Home is Where the Art is: Artist Seemita Roy talks about her art-filled abode

Artist Seemita Roy literally treats her Kolkata home like a blank canvas, filling it up with her paintings from floor to ceiling
Home is Where the Art is: Artist Seemita Roy talks about her art-filled abode

Is it a gallery? Is it a home? A gallery within a home? 
A home within a gallery? These questions are bound to befuddle you the minute you step into artist Seemita Roy’s first-floor apartment in Kolkata’s leafy Hindustan Park. A home brimming with not one or two, not a dozen, but as many as 51 paintings that cover every inch of the 1,695 sqft space. All were painted by her at various points in time.

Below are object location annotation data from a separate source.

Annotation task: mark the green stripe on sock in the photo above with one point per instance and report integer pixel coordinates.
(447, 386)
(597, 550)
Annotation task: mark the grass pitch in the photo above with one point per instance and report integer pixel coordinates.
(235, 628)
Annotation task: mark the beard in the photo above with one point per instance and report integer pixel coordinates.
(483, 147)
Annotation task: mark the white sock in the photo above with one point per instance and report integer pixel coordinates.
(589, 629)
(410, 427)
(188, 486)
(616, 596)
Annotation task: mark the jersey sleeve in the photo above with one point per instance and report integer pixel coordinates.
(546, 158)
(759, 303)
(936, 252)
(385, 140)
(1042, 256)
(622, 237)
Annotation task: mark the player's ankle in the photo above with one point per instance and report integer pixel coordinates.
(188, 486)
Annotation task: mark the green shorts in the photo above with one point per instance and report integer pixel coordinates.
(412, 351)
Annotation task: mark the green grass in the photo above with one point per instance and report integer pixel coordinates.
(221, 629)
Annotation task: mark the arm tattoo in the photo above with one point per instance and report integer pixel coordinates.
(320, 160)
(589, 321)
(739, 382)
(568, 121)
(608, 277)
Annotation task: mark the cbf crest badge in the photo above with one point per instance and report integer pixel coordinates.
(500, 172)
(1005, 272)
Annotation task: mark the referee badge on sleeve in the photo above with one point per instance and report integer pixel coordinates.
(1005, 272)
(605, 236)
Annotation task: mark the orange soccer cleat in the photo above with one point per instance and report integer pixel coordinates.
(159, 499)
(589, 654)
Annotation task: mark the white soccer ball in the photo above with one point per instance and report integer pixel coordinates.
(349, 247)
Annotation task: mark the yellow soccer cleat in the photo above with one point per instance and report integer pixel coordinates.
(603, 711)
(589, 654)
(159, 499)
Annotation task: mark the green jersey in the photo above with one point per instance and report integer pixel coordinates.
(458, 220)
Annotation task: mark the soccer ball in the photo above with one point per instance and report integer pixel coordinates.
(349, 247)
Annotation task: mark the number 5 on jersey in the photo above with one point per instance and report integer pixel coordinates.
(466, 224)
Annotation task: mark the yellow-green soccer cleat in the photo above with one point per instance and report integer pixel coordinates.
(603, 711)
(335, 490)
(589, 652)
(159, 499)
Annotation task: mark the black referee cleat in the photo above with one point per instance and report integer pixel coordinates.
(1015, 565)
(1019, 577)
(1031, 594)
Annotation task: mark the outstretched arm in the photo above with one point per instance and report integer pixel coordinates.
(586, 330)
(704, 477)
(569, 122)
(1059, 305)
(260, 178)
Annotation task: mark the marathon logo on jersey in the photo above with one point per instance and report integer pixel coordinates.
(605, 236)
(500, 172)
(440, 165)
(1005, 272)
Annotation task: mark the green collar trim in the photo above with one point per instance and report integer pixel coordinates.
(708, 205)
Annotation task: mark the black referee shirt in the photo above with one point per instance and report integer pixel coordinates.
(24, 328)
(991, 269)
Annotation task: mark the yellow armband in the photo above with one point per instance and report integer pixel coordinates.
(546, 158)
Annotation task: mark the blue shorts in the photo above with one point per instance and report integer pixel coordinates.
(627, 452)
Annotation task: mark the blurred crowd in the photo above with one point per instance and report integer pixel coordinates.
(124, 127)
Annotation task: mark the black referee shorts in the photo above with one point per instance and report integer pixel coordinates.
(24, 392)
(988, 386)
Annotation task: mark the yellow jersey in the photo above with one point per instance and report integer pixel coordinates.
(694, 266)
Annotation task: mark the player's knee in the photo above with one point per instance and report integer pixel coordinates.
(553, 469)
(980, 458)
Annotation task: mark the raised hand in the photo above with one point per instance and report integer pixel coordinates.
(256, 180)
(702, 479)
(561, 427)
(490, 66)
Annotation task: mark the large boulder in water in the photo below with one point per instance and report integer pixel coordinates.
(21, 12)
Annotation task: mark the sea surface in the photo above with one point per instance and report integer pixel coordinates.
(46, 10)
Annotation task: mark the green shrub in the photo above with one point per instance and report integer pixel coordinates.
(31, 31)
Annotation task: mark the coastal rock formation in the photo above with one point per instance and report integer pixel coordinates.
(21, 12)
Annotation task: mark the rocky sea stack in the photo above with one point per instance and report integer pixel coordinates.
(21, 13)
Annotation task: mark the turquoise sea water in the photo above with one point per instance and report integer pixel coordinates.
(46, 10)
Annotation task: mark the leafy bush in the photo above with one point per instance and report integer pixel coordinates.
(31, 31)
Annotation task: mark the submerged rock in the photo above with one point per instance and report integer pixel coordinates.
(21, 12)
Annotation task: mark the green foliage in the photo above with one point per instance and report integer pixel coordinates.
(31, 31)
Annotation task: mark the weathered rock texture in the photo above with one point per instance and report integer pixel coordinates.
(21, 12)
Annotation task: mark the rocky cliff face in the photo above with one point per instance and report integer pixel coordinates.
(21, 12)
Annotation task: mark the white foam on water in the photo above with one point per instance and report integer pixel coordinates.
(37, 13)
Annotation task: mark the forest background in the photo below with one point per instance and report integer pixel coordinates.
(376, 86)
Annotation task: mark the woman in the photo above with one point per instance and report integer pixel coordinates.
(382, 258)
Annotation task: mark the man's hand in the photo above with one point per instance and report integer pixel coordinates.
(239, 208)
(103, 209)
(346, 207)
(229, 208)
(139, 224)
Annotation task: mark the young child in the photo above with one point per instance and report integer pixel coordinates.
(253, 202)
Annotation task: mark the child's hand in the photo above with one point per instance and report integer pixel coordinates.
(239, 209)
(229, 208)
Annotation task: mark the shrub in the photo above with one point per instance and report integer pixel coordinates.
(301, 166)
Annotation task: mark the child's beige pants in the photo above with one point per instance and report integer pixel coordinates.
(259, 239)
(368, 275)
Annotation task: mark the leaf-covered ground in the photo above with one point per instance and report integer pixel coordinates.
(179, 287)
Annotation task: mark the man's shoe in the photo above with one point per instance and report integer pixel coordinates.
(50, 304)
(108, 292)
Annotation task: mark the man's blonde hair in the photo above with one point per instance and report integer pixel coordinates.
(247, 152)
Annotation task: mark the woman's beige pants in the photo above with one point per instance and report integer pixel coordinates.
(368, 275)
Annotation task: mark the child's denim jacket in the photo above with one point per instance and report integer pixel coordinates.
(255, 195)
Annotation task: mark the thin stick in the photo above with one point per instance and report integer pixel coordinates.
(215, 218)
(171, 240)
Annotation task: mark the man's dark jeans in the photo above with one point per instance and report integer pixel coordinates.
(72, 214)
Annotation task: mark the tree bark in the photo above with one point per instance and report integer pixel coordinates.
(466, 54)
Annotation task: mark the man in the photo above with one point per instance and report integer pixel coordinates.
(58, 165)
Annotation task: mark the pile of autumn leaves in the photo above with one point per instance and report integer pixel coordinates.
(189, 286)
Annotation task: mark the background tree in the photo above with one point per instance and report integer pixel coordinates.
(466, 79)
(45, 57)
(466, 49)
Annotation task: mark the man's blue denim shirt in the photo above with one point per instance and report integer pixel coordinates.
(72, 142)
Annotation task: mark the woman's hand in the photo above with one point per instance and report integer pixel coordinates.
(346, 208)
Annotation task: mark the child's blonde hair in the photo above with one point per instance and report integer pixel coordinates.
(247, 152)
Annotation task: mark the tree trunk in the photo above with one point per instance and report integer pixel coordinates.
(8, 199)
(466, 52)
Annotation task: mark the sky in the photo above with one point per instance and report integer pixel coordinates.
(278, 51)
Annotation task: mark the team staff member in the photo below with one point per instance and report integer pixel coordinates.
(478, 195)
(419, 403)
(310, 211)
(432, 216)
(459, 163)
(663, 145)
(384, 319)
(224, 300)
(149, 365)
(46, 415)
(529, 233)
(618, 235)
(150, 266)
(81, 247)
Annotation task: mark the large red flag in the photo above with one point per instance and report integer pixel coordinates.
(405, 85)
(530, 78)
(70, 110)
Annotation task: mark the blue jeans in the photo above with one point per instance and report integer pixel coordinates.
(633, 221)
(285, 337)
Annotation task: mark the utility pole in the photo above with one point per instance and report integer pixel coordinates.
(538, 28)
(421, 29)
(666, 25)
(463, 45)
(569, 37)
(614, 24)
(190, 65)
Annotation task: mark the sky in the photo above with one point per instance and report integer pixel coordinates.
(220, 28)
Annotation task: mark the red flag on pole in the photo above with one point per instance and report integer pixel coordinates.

Actually, the art starts even before you enter— two large paintings in the lift lobby hold a promise of what lies beyond. Open the door, and the art explosion that greets you more than lives up to that promise. Step into the foyer and a collection of canvases are grouped together in a massive collage. Kolkata, clearly, is Roy’s muse as the canvas-collage tells you all too well. The life and times of the city, its people, its streets, its reigning deity, Durga, are all brought to life on that wall. 

This is just the beginning. Further in, a beautiful antique dining table lined with sketches of Kolkata monuments is ringed by bright lime green chairs. On the wall behind is a giant, larger-than-life canvas of Kolkata’s staple food—fish. Move further ahead into the living area, and you will see all three walls (the fourth wall has French windows opening into the balcony) covered with all manner of art, from floor to ceiling. There are some discernible influences of the great Venetian masters in Roy’s work here, but again, the biggest influence is still the City of Joy.

Roy, who lives in Gurugram but comes over every other month, created this home mainly for her mother. “It was designed keeping in mind her comfort, so I made sure the décor blended with the lifestyle she is used to,” explains Roy.

The furniture, therefore, had to match the style of her mother’s trusty old four-poster bed as well as other prized period pieces. Something she has achieved with great success, especially by dispensing with a regular sofa and placing four Burmah teak armchairs around a low coffee table. And by painting an old chest of drawers a bright shade of emerald green.

The art story continues in the bedrooms as well, especially Roy’s, which is dominated by another huge wall mural in a pleasing shade of peachy coral. A set of portraits in classic European style above the headboard add to the eclectic vibe.

While this home is an ode to her Bengali roots, Roy’s sprawling Gurugram abode, which she shares with her husband, Samar, is on a completely different scale—a 4,000 sqft apartment in a modern, state-of-the-art building. While all the art there is hers as well, the décor and furniture are mainly European/Scandinavian and “reflects the lifestyle we adopted during our three decades stay in Dubai,” she says. Well, another story for another time? Watch this space.